I know what you’re thinking … “Geez, not another post about retirement!!” Well, I can’t promise the subject will never crop up again, but this will be the end of it for a while.
Sheila is officially, officially retired. As of December 31, 2019, she is no longer in the work force after far too many years of working way too hard, most recently the past 21 years as an environmental/Health & Safety consultant for a large, international firm.
In this last job, in particular, she spent a huge majority of her working hours away from home, traveling all over the country (as well as outside of it) a minimum 4-5 or more days per week away from home. Of course, this was tough on her with family responsibilities as a mother, grandmother, and wife to consider. But she did her best to meet all of those challenges head on.
Last night, Sheila’s employer honored her with a really nice dinner … just a small select group from the company, including her immediate boss and a few of the company partners. It was cozy, but lovely and appropriate, especially considering how her travel schedule kept her away from the everyday office employees, to the point where most office people knew who she was but wouldn’t ever recognize her.
There were very nice things said about her abilities, her intense work ethic, her professionalism. A few thoughtful gifts were presented to her after a tender and emotional little speech by her boss. All in all, a completely suitable low-key event for Sheila, exactly as she hoped it would be. Sheila is not big on being the center of attention, but she truly appreciates the sincerity behind the words, companionship, and honorarium.
I’m writing about this for two reasons.
First, I’m very proud of what Sheila has accomplished through all of these years. She managed to successfully raise three children while juggling work and home responsibilities, and you can see in how her kids live their now-adult lives the work ethic, intelligence and love she bestowed on them. Family is THE key focus in Sheila’s life, and in spite of the working and traveling she had to do to keep the family thriving, she managed to raise some of the best people I know. I am very proud of both Sheila and her family.
After her first full month of retirement Sheila is finally able to take some deep breaths and start to relax.

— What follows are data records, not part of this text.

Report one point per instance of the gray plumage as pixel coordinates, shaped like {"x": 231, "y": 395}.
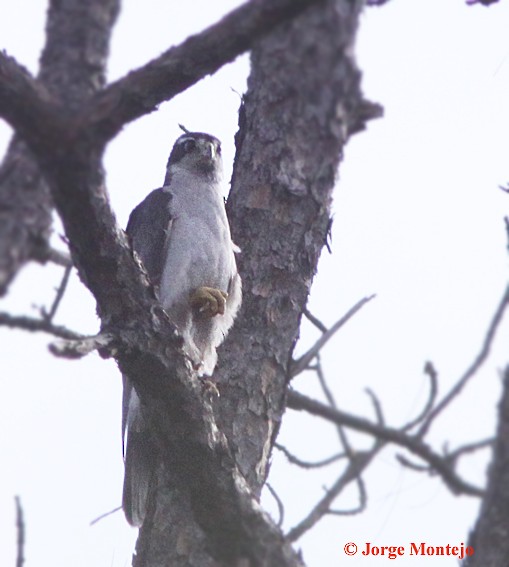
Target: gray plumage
{"x": 181, "y": 234}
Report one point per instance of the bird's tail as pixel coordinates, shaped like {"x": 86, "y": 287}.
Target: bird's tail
{"x": 140, "y": 462}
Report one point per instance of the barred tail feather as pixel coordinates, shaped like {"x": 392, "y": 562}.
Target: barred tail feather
{"x": 139, "y": 469}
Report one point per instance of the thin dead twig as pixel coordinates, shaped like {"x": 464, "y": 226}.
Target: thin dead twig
{"x": 302, "y": 363}
{"x": 355, "y": 467}
{"x": 48, "y": 316}
{"x": 37, "y": 325}
{"x": 414, "y": 444}
{"x": 473, "y": 368}
{"x": 307, "y": 464}
{"x": 280, "y": 506}
{"x": 20, "y": 529}
{"x": 430, "y": 371}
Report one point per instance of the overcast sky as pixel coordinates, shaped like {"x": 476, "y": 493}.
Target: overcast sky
{"x": 418, "y": 220}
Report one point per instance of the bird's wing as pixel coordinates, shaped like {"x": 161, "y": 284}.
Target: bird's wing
{"x": 148, "y": 229}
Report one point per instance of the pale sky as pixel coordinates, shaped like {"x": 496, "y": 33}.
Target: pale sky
{"x": 418, "y": 220}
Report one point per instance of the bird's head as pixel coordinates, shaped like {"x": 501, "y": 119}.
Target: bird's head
{"x": 196, "y": 153}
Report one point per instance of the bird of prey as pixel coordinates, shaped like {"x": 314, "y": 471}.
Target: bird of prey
{"x": 181, "y": 234}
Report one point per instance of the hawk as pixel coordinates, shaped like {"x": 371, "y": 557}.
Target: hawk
{"x": 181, "y": 234}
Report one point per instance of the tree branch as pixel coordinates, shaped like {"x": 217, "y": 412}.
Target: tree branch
{"x": 473, "y": 368}
{"x": 357, "y": 464}
{"x": 20, "y": 528}
{"x": 37, "y": 325}
{"x": 180, "y": 67}
{"x": 303, "y": 362}
{"x": 415, "y": 445}
{"x": 72, "y": 67}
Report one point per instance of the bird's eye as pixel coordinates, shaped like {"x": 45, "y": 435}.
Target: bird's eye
{"x": 189, "y": 146}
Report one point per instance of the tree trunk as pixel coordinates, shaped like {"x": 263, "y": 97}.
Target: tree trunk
{"x": 303, "y": 100}
{"x": 490, "y": 538}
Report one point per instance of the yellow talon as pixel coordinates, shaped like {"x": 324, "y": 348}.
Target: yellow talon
{"x": 209, "y": 301}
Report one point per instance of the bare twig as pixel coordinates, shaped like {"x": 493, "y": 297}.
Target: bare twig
{"x": 302, "y": 363}
{"x": 377, "y": 405}
{"x": 406, "y": 462}
{"x": 20, "y": 528}
{"x": 48, "y": 254}
{"x": 142, "y": 90}
{"x": 473, "y": 368}
{"x": 363, "y": 499}
{"x": 415, "y": 445}
{"x": 58, "y": 298}
{"x": 81, "y": 347}
{"x": 430, "y": 371}
{"x": 357, "y": 464}
{"x": 306, "y": 464}
{"x": 37, "y": 325}
{"x": 105, "y": 515}
{"x": 470, "y": 448}
{"x": 316, "y": 322}
{"x": 280, "y": 506}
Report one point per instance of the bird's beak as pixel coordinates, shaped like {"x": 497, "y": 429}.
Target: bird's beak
{"x": 211, "y": 151}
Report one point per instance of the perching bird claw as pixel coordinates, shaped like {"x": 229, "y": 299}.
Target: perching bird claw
{"x": 209, "y": 301}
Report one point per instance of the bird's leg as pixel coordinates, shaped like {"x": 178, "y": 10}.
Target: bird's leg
{"x": 208, "y": 301}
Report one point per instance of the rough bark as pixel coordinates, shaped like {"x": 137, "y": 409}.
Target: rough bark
{"x": 72, "y": 68}
{"x": 490, "y": 538}
{"x": 303, "y": 99}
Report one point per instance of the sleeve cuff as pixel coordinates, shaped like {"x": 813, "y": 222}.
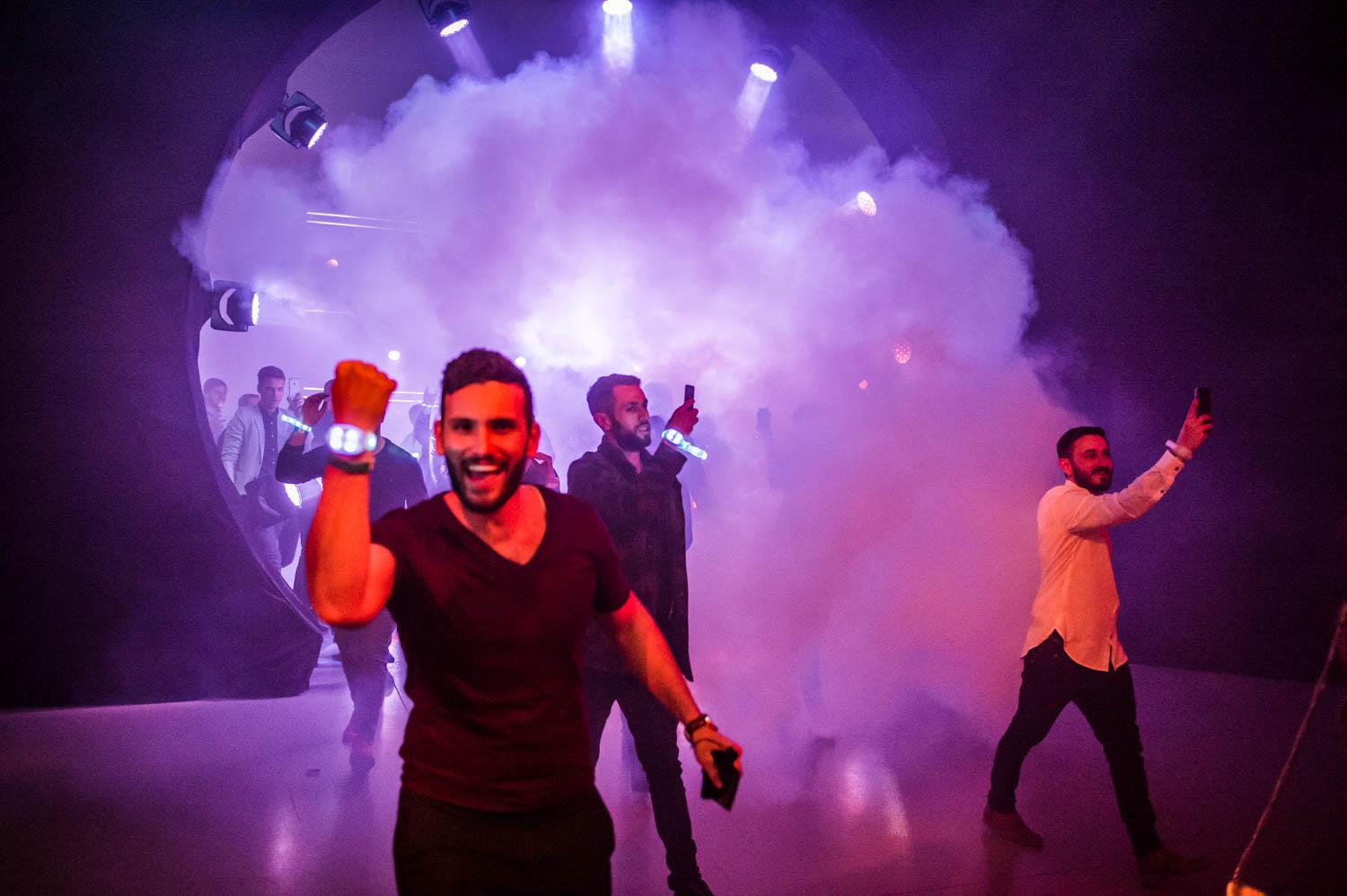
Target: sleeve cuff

It’s great to see that and it’s well deserved.
Secondly, her retirement made me realize several key things about the “new” work environment. Very few people today stay with a company for 20+ years, and as a result, the organizations don’t really foster development of a close-knit bond between employees. As it happens, Sheila and her immediate boss are personal friends and I expect they will remain so. There is a very select group of other company employees that might remain in contact with Sheila, but that remains to be seen.
When I retired almost 3 years ago, I had worked for my company for 19 years. While I always felt I was an integral member of the organization, my retirement was nothing more eventful than a blip on the organizational screen. No little dinner, no short speech, no lovely parting gifts. Just an adios and zero other contact beyond a very random social media “like”.
Honestly, I don’t care about that at all and carry no grudges or ill feelings. I mention it because it is very indicative of how the work force is today.
When most of us are working we feel like we are important to the organization and put forth a very concerted effort to be the best we can be. If you’re lucky, you’ll be properly compensated for that effort (I certainly was) and after all, isn’t that why you work? To get paid?
Still, the emotional part of the equation is there. Money is nice, but everyone wants to feel that they are something more than just a means to an end and it seems that far too many employers miss that part of it.
It was really great to see Sheila recognized for her amazing talent, intelligence and work ethic last night. Heaven knows she fully deserves it. We will now spend the rest of our lives puttering around the house, traveling a bit, enjoying our kids and grandkids and being eternally grateful to have met each other at this later stage of our lives.